Demand generation is the process of leveraging top of funnel content, tools, and materials on the website and elsewhere on the web to tell your brand’s story and  spark interest in target audiences. The goal of demand generation is to enlighten audiences on the industry need for the product or service you provide. Additionally, when stepping into new markets, the process of demand generation is also key to staking your claim on your share of the market.

Through demand generation, potential buyers uncover the truth that the problem they’re facing has a solution — your solution! By consistently delivering thought leadership to educate and build credibility, demand generation positions your brand as a pioneer within your industry.

Let’s take a look at an example. Say your company sells automation as a service to IT developers to streamline their development processes, enabling them to spend time on value-adding activities. As a B2B marketer in the tech space, you know that developers are often forced to waste time on administrative tasks. Creating top of funnel content including blogs, pillar pages, and other free and easily attainable resources to educate developers on the need for your IT automation solution is key to increasing brand awareness. This content informs potential buyers that your brand exists, is credible, and has a necessary and effective solution to their problem.

Essentially, demand generation:

  • Increases brand awareness
  • Educates audiences
  • Generates trust

What is Lead Generation?

Lead generation is the process of delivering thoughtful conversion opportunities across content, tools, and materials to ultimately retrieve buyers' contact information so that they enter your database. With successful lead generation tactics in place, you can build segmented nurture campaigns with the goal of converting new leads into Marketing Qualified Leads (MQL).

The purpose of lead generation is to craft meaningful calls-to-action through various marketing channels such as paid digital ads and digital assets to elicit content downloads, demos, and free trial requests from best-fit leads. For instance, gating certain content behind a contact submission form compels leads to share with you their personal information such as their name, email address, job title, etc., to access the resource. Now, with this contact information, you can begin lead nurturing immediately. 

Lead nurturing campaigns that offer up personalized and relevant content to leads take them through their buying journey. As the leads engage with your emails and any downloadable content provided inside the emails, they convert into MQLs which means they’re ready to talk to sales.

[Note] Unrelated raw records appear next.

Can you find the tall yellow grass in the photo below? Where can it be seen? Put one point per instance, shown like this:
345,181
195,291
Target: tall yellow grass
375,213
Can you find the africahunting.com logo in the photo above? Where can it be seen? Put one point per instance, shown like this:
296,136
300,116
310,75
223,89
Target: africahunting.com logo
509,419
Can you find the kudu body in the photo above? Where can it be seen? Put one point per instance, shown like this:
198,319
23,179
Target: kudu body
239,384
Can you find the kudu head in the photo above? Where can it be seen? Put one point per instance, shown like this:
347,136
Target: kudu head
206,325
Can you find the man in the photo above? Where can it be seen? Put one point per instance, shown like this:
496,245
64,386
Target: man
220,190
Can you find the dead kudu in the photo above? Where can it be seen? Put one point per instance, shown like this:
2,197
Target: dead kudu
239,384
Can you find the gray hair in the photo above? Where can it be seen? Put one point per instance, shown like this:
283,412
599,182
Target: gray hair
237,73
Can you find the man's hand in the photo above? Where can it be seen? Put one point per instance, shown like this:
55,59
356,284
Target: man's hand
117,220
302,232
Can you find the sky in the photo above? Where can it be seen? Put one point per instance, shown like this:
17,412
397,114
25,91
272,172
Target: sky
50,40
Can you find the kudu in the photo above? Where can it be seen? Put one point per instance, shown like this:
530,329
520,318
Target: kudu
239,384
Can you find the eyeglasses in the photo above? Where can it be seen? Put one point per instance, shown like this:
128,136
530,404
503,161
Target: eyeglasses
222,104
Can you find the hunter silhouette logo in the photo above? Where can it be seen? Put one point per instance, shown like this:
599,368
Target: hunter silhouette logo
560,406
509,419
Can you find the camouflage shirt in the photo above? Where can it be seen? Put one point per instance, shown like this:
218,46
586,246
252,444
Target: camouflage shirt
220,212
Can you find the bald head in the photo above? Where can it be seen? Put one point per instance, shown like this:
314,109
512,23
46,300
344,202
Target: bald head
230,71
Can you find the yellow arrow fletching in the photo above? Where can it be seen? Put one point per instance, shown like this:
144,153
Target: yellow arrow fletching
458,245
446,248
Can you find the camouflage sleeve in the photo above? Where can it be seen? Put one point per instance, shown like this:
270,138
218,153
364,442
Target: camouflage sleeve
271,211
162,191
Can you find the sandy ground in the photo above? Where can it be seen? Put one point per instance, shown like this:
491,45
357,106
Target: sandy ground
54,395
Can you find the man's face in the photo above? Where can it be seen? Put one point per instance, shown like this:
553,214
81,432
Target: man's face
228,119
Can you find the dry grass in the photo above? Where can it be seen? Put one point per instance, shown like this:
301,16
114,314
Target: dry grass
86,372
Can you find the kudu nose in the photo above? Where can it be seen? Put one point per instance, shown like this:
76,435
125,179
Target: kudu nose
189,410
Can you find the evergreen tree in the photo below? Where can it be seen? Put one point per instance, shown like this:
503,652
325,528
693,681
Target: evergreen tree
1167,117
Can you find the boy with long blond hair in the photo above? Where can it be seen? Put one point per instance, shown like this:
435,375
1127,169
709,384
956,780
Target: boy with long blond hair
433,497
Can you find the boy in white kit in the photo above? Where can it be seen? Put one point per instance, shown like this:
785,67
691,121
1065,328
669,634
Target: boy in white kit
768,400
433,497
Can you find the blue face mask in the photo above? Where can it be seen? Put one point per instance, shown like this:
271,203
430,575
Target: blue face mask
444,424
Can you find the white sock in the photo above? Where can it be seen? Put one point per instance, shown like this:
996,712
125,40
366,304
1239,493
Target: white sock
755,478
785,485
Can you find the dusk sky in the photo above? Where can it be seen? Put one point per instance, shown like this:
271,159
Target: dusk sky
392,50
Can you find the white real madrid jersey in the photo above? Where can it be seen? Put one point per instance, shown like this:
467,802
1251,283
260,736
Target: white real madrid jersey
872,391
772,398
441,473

A primary difference between demand generation and lead generation is that lead generation is a huge area where sales and marketing teams need to align. Meanwhile, demand generation is left solely to marketing. Lead generation is a cross-sectional strategy aligning sales and marketing to measure and track lead quality and lead buyer propensity. Ultimately, leads that convert through marketing channels are only as good as the sales teams who're "working" them think they are. 

How Do Demand Generation and Lead Generation Work Together?

Demand generation and lead generation are two strategies that are deeply connected. Think of demand generation as the engine to lead generation’s car. Without leveraging demand generation to increase brand awareness and attract new potential buyers, your lead generation tactics may fall short. Think about this: how could you capture a lead’s contact information if no one knows your brand?

Take a look at this example of how demand generation and lead generation correlate. HubSpot recently published a blog on 13 Subject Line Tester Tools to Boost Your Email Open Rate. Through SEO, social media, and direct traffic, this blog is attracting visitors that are interested in increasing their email open rate. At the end of the blog, they included a call to action (CTA) to download 25 sales email templates. Therefore, when a visitor clicks on the CTA to download the email templates, they’re taken to a landing page where they can fill out their contact information to access the templates. Boom — now they’re a lead. From here, HubSpot will drop this lead into a workflow to nurture them throughout their purchase journey up until they become an MQL and then, hopefully, become a customer.

Essentially, demand generation fuels lead generation. And when 53% of marketers spend at least half of their budget on lead generation, it’s no surprise that demand generation is vital to marketing success.